L’écrivain a « travaillé » – le terme est un peu fort mais les culturo-mondains rencontrent parfois, par accident, le travail – trois ans sur France Inter pour une chronique matinale chaque jeudi à 8h55, un pic d’audience en pleine matinale de la paire de clowns Demorand-Salamé.
Beigbeder écrit avec légèreté tout en plantant quelques myrtilles de profondeur – les bons mots – dans son cake (on ne fera pas l’erreur de confondre chiant et profond). Si on devait le comparer à un vin ce serait un menetou-salon, un blanc fruité sur une grillade d’été ou des huîtres en hiver. En deux heures Émoji est torché. Ce n’est pas le nom de son livre puisqu’il n’en a pas, mais c’est le logo sur la couverture, alors on s’est permis de le nommer ainsi, le créateur nous pardonnera. Ce roman inspiré du réel achève sa trilogie autour de la pub (à Paris) et du sexe (à Moscou). Au tour du rire, maintenant, de subir l’écriture sarcastique de Frédéric, qui pourtant dénonce la dictature du sarcasme ou du ricanement. Dans une interview du Figaro Magazine, il énonce que le rire omniprésent détruit tout.
« L’invasion date de 2014 et le résultat est là : du point de vue des audiences, c’est un succès.
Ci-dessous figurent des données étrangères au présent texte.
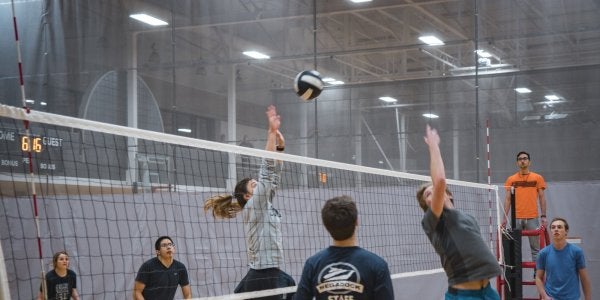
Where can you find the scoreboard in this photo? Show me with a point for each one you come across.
(15, 146)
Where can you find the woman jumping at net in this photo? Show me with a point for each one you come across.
(262, 222)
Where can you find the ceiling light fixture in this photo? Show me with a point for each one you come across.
(555, 116)
(256, 55)
(388, 99)
(150, 20)
(523, 90)
(431, 40)
(483, 53)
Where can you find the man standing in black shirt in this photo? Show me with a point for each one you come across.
(159, 277)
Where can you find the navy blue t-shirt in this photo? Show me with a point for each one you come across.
(161, 282)
(345, 271)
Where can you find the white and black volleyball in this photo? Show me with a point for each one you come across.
(308, 85)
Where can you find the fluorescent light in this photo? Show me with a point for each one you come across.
(332, 81)
(483, 53)
(150, 20)
(523, 90)
(256, 55)
(388, 99)
(431, 40)
(555, 116)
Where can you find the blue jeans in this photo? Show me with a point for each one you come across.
(486, 293)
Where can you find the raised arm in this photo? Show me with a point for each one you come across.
(186, 291)
(138, 287)
(273, 134)
(542, 198)
(436, 168)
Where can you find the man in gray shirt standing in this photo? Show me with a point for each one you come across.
(455, 235)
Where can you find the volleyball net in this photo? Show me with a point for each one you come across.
(104, 193)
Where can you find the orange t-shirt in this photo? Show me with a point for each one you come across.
(526, 193)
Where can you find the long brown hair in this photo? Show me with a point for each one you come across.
(56, 255)
(223, 205)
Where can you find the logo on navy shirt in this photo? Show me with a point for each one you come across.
(339, 278)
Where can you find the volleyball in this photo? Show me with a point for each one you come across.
(308, 85)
D’ailleurs le phénomène ne concerne pas que France Inter mais toutes les radios et les télés. On ne pense qu’à se gausser pour oublier la décadence, le réchauffement, la crise, le chômage, que sais-je ? Mais ces rires permanents ont quelque chose de fatigant à l’oreille. Et anesthésiant pour la pensée. Aujourd’hui, si l’on était à bord du Titanic, il n’y aurait plus d’orchestre pour accompagner le naufrage mais un comédien de stand-up qui dirait : “Waow les gars, vous trouvez pas que c’est vachement humide par ici ?” »
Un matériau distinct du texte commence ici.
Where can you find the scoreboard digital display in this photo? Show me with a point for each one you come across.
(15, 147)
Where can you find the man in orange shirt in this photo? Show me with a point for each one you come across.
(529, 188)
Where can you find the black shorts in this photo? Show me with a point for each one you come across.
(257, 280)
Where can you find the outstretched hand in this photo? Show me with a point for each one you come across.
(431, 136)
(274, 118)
La critique n’est pas nouvelle : la chaîne Canal+, que Beigebder ne nomme pas ici, est devenue la grande spécialiste du ricanement tous azimuts, et on voit où ça l’a menée. La chaîne, qui survit encore économiquement grâce à des ponctions mensuelles énormes sur ses abonnés qui sont nostalgiques d’un passé qui ne reviendra plus, est virtuellement morte. Elle ne fait plus rire grand-monde. Rappel : Beigbeder était à l’animation d’une émission mort-née en 2002 appelée L’Hypershow, pour laquelle il était payé 30 000 euros par mois (200 000 francs de l’époque). L’émission, mal foutue, s’éteindra vite mais par contrat, l’animateur touchera une année entière. Pas revancharde, la chaîne le fera travailler sur d’autres formats.
Beigbeder reçoit son ami Moix (à la 26e), la vidéo fera 6000 vues en... 7 ans :
Il admet avoir participé à ce totalitarisme rigolard mais s’en repent. On dirait une conversion de libertin, soudain atteint de dépression et de modestie, à une morale plus rigoureuse. En quelque sorte, Beigbeder a rencontré Dieu, qui l’a un peu morigéné. Il tente un rapprochement politique (Beigbeder, pas Dieu) :
« Comment voulez-vous débattre sérieusement avec un clown ? Le dégagisme l’emporte partout dans le monde. Le slogan politique du mouvement Cinq Etoiles en Italie était « Vaffanculo » ! En France, Macron a gagné parce qu’il était dégagiste. Nous avons eu de la chance qu’il ne soit pas exactement le Joker, mais que se passera-t-il la prochaine fois ? Les nombreux animateurs de late shows américains ont tellement tapé sur Trump qu’ils lui ont préparé le terrain. Même chose avec l’establishment anglais, unanimement anti-Brexit et unanimement perdant. L’excès de rire engagé aurait-il pavé la route aux démagogues ? Je me trompe peut-être, je ne suis pas politologue. Mais le fun permanent a démontré son impuissance dans ces pays-là. Quand on passe sa vie à tout dézinguer, il ne faut pas jouer les étonnés quand le dézingage l’emporte. »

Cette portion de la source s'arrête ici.